Reed v. City of Scranton

Eagen, J.,

This is an action in trespass for personal injuries alleged to have been suffered by the wife plaintiff because of the negligence of the City of Scranton in failing to maintain a public thoroughfare in a reasonably safe condition for the use of pedestrians. Defendant has filed an affidavit of defense raising questions of law.

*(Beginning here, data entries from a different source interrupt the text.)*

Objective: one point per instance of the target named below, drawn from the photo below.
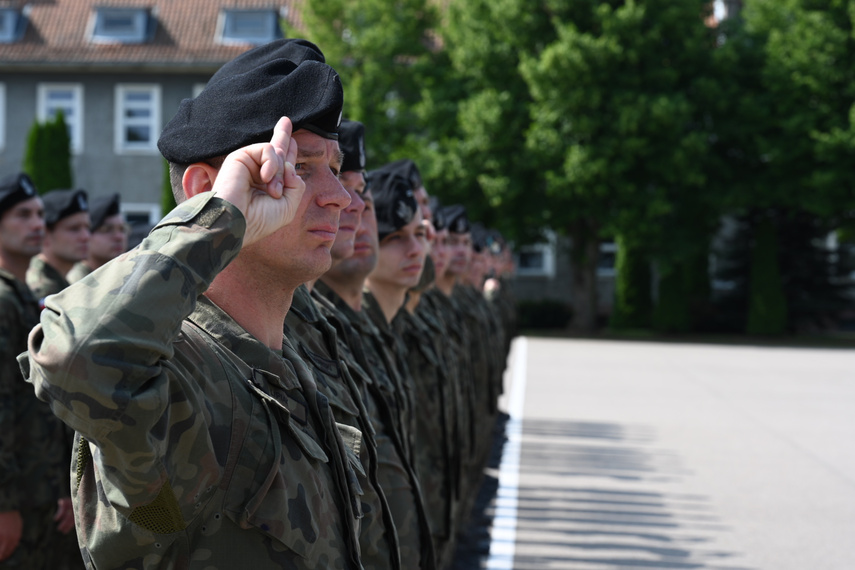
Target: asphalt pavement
(641, 455)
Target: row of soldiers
(207, 438)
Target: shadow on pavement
(598, 496)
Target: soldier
(35, 509)
(109, 236)
(204, 441)
(66, 242)
(336, 371)
(339, 294)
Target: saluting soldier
(35, 509)
(66, 241)
(109, 236)
(339, 294)
(204, 440)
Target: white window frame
(74, 120)
(153, 121)
(225, 27)
(547, 250)
(136, 34)
(150, 209)
(2, 116)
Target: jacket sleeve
(103, 355)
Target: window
(12, 24)
(2, 116)
(141, 217)
(67, 97)
(537, 260)
(121, 25)
(253, 27)
(137, 118)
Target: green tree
(785, 134)
(381, 49)
(633, 299)
(617, 125)
(48, 156)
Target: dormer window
(254, 27)
(12, 24)
(122, 26)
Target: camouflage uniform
(201, 447)
(43, 279)
(456, 348)
(33, 454)
(396, 473)
(317, 342)
(435, 449)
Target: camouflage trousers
(42, 546)
(402, 502)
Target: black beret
(406, 168)
(394, 202)
(242, 109)
(294, 50)
(59, 204)
(479, 237)
(439, 221)
(101, 208)
(456, 219)
(351, 141)
(14, 189)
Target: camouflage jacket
(337, 378)
(43, 279)
(397, 475)
(435, 423)
(201, 447)
(34, 451)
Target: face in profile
(68, 239)
(109, 240)
(300, 251)
(460, 253)
(22, 228)
(402, 256)
(354, 183)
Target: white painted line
(503, 535)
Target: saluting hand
(261, 181)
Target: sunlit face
(477, 268)
(22, 228)
(402, 256)
(439, 252)
(109, 239)
(68, 240)
(365, 246)
(300, 251)
(460, 253)
(354, 182)
(423, 201)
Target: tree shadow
(597, 496)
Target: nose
(357, 204)
(332, 194)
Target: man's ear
(198, 178)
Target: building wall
(559, 285)
(98, 169)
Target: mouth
(326, 233)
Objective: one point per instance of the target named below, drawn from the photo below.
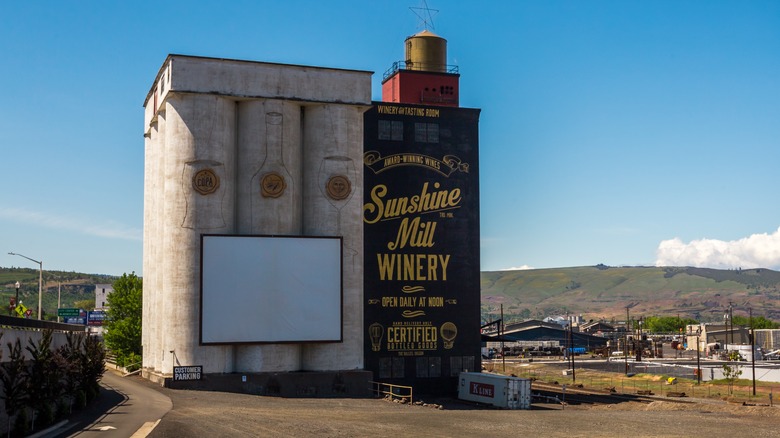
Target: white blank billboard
(270, 289)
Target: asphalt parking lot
(218, 414)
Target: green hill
(71, 287)
(604, 292)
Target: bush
(22, 423)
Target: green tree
(123, 328)
(667, 324)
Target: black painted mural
(421, 234)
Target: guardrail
(394, 391)
(24, 323)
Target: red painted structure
(423, 78)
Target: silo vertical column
(200, 192)
(154, 279)
(269, 200)
(333, 187)
(152, 144)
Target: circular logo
(205, 181)
(449, 332)
(338, 187)
(272, 185)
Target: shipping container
(494, 389)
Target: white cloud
(107, 229)
(519, 268)
(755, 251)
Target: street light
(16, 301)
(698, 354)
(40, 279)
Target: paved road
(125, 408)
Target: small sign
(75, 320)
(21, 309)
(66, 312)
(96, 317)
(482, 389)
(187, 373)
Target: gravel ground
(218, 414)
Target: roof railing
(419, 66)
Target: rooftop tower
(423, 77)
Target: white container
(494, 389)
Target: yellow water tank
(426, 51)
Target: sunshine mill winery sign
(421, 234)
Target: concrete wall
(243, 121)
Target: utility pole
(753, 350)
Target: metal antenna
(425, 15)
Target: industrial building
(248, 161)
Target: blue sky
(624, 133)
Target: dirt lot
(216, 414)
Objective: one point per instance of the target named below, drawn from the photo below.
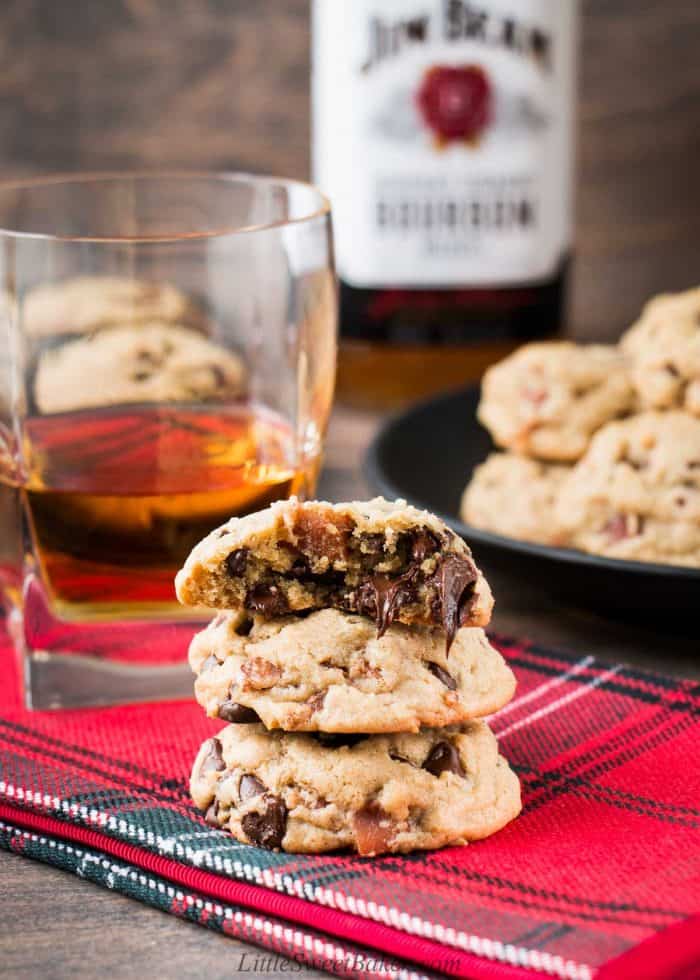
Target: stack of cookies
(350, 663)
(601, 443)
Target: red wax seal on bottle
(455, 102)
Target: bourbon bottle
(443, 137)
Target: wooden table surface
(56, 926)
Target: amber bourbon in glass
(167, 362)
(443, 137)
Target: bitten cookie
(636, 493)
(330, 672)
(516, 497)
(664, 350)
(375, 794)
(546, 400)
(85, 303)
(388, 561)
(150, 362)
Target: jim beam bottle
(443, 137)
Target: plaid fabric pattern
(605, 856)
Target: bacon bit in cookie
(212, 813)
(323, 535)
(374, 830)
(623, 526)
(267, 600)
(213, 759)
(442, 675)
(260, 674)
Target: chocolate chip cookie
(636, 492)
(388, 561)
(330, 672)
(149, 362)
(85, 303)
(375, 794)
(546, 400)
(515, 496)
(664, 349)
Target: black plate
(427, 456)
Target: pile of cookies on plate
(350, 663)
(602, 443)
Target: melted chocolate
(249, 787)
(381, 597)
(237, 714)
(453, 579)
(339, 740)
(444, 757)
(266, 829)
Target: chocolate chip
(244, 627)
(444, 757)
(267, 600)
(424, 544)
(213, 760)
(442, 675)
(266, 829)
(338, 740)
(212, 813)
(300, 568)
(236, 562)
(249, 787)
(237, 714)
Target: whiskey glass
(167, 361)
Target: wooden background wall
(99, 84)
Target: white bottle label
(443, 137)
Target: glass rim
(224, 176)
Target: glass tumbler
(167, 361)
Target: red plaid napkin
(599, 877)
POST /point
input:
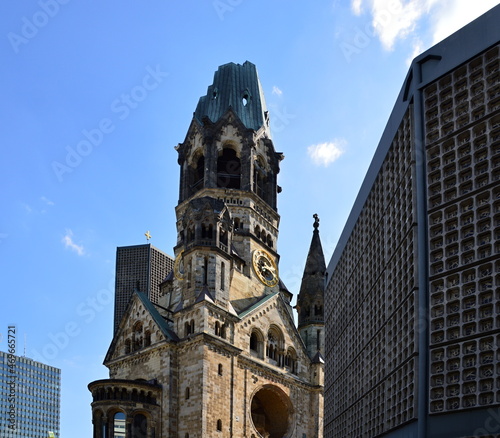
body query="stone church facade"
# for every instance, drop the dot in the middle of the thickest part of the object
(219, 354)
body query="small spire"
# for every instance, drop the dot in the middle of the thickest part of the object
(316, 222)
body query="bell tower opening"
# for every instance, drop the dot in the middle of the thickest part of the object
(228, 170)
(271, 412)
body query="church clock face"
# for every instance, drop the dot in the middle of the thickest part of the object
(265, 267)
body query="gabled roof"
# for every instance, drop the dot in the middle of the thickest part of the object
(257, 304)
(160, 321)
(155, 315)
(237, 87)
(204, 295)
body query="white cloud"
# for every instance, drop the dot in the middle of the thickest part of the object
(68, 243)
(47, 201)
(450, 16)
(324, 154)
(277, 91)
(395, 20)
(356, 6)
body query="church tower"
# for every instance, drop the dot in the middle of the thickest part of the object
(310, 302)
(219, 355)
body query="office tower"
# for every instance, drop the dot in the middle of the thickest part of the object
(30, 397)
(220, 355)
(138, 267)
(412, 301)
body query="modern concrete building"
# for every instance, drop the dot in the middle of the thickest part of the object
(219, 354)
(412, 302)
(30, 398)
(139, 267)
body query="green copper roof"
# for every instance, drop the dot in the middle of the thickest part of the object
(237, 87)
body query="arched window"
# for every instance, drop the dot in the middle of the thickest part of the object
(127, 346)
(140, 426)
(190, 234)
(200, 171)
(147, 338)
(228, 169)
(189, 327)
(291, 360)
(119, 425)
(257, 232)
(274, 344)
(222, 276)
(257, 344)
(223, 236)
(207, 231)
(137, 336)
(258, 177)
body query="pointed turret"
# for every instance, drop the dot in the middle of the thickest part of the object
(237, 87)
(310, 302)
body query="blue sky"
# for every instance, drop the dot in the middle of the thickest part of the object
(96, 95)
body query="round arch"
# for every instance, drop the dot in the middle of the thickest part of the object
(271, 412)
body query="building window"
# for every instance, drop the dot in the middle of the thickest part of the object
(147, 339)
(139, 426)
(222, 276)
(228, 170)
(119, 425)
(127, 346)
(137, 336)
(189, 327)
(257, 344)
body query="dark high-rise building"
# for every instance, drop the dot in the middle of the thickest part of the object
(139, 267)
(413, 297)
(30, 397)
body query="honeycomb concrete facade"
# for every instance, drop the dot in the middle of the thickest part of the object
(218, 354)
(412, 301)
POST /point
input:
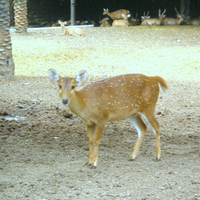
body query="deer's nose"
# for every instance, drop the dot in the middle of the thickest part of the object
(65, 101)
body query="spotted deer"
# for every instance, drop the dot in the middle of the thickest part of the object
(121, 22)
(145, 16)
(105, 22)
(193, 22)
(116, 14)
(62, 24)
(130, 96)
(173, 21)
(154, 21)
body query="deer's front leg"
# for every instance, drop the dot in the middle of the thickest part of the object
(98, 133)
(90, 134)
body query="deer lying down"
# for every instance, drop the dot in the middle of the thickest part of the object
(130, 96)
(121, 22)
(74, 31)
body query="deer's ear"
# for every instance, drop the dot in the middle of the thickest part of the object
(81, 77)
(54, 76)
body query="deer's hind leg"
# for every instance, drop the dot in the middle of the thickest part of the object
(141, 129)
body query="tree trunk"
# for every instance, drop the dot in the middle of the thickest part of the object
(21, 20)
(7, 66)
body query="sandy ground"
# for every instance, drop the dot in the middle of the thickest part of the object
(44, 146)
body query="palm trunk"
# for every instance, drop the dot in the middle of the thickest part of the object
(21, 21)
(6, 59)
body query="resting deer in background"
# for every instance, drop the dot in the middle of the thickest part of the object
(116, 14)
(144, 17)
(121, 22)
(130, 96)
(105, 22)
(173, 21)
(62, 24)
(154, 21)
(133, 21)
(193, 22)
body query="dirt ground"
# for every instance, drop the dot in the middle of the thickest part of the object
(43, 146)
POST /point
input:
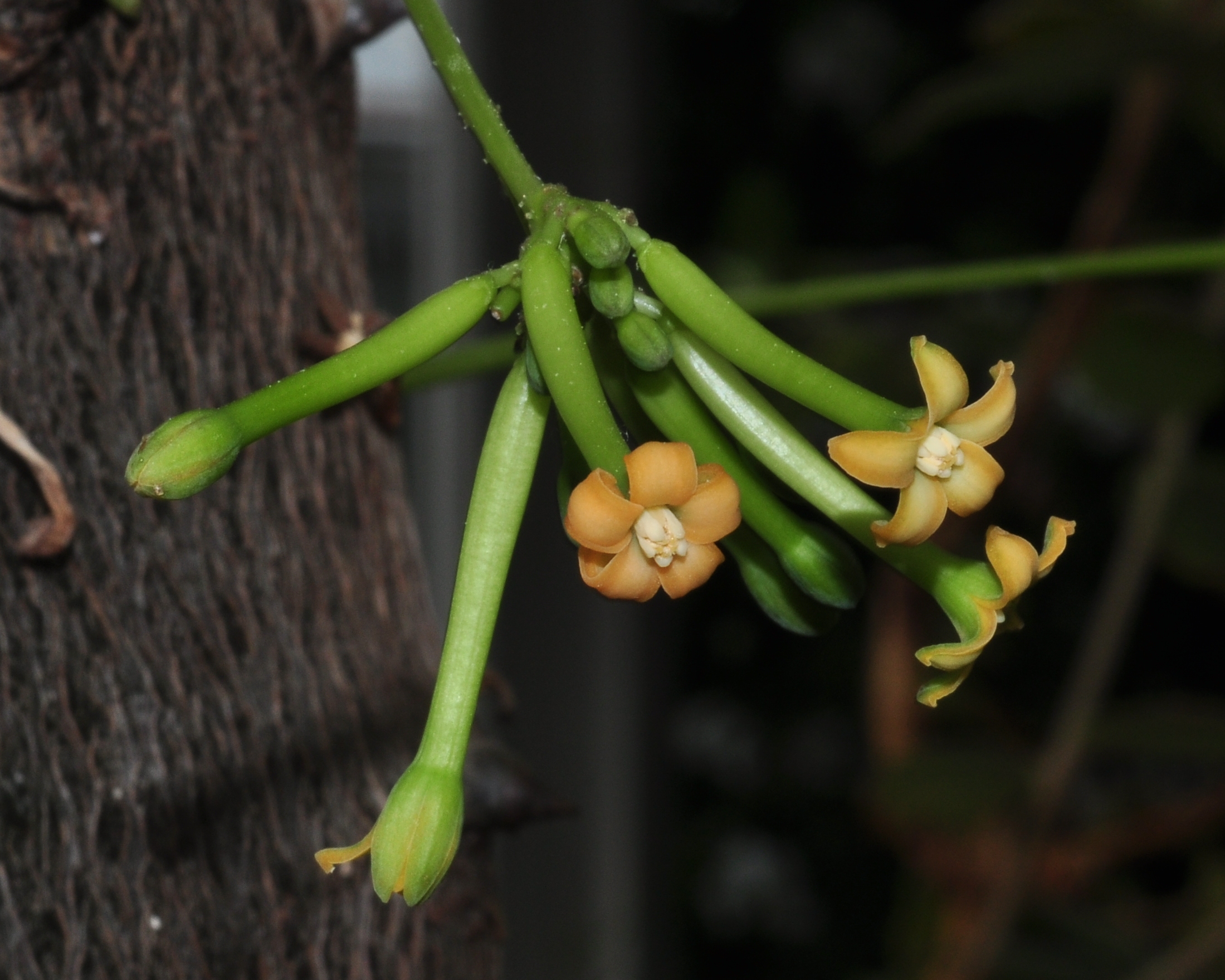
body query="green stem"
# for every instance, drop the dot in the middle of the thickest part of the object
(879, 287)
(815, 559)
(565, 360)
(477, 108)
(462, 360)
(712, 314)
(504, 478)
(412, 338)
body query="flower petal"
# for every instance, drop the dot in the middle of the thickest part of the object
(945, 384)
(330, 858)
(715, 509)
(879, 459)
(1057, 533)
(992, 416)
(973, 483)
(921, 509)
(958, 656)
(627, 575)
(662, 475)
(685, 575)
(1013, 560)
(598, 516)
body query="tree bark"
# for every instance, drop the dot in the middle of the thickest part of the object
(198, 696)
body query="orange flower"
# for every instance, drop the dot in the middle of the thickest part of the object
(664, 534)
(1017, 565)
(940, 465)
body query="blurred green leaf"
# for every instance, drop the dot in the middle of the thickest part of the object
(1193, 547)
(1150, 363)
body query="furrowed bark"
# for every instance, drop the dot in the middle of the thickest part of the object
(198, 696)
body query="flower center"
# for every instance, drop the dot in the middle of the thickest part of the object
(661, 535)
(939, 454)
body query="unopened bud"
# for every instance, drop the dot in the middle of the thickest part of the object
(825, 568)
(643, 341)
(417, 835)
(536, 379)
(184, 455)
(774, 592)
(505, 303)
(612, 291)
(599, 239)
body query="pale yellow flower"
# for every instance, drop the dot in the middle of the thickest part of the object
(1017, 564)
(940, 465)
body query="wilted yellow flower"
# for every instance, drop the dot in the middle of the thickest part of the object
(1017, 564)
(664, 534)
(940, 465)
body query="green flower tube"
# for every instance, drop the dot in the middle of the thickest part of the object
(409, 340)
(416, 838)
(190, 451)
(817, 562)
(715, 316)
(565, 362)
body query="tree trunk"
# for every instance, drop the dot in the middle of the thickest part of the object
(199, 695)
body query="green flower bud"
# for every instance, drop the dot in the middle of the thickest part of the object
(822, 565)
(418, 833)
(773, 591)
(184, 455)
(599, 239)
(612, 291)
(533, 369)
(643, 341)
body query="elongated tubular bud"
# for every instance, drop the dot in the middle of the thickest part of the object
(565, 362)
(761, 429)
(772, 588)
(817, 562)
(499, 496)
(417, 835)
(643, 342)
(409, 340)
(770, 584)
(611, 365)
(505, 303)
(716, 318)
(462, 360)
(612, 291)
(186, 455)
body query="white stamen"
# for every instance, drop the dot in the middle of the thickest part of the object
(661, 535)
(939, 454)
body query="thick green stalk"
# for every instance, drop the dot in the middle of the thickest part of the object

*672We do not believe that defendant is entitled to a summary judgment on the pleadings but we are convinced that it is entitled to have certain allegations of the statement of claim pleaded with more specificness and particularity. We shall, therefore, treat the pleading of defendant as a motion for a more specific statement. The objections which are well taken concern the following: The hole or defective condition in the pavement upon which the action is based is said to have existed for ample time for the city to have repaired it. Under the law there can be no liability unless it existed for such a length of time that the city had notice either actually or constructively of its existence and an opportunity to repair it: Beebe et al. v. Philadelphia, 312 Pa. 214. Unless the length of time is stated to a minimum at least, there is nothing upon which to found a charge of negligence. Plaintiffs, therefore, should at least give the minimum length of time that the defective condition complained of existed. The statement of claim also fails to set forth with particularity the items of damage which have been liquidated. Defendant i§ entitled to be informed with exactness of these items for which expenditures have been made, the rate of payment, and to whom it has been made. See 3 Standard Pa. Practice 462.

Now, June 9, 1943, the questions of law raised in the affidavit of defense are decided in favor of defendant. Plaintiffs are granted leave to file an amended statement of claim within 15 days from the date hereof to conform with the views expressed in this opinion.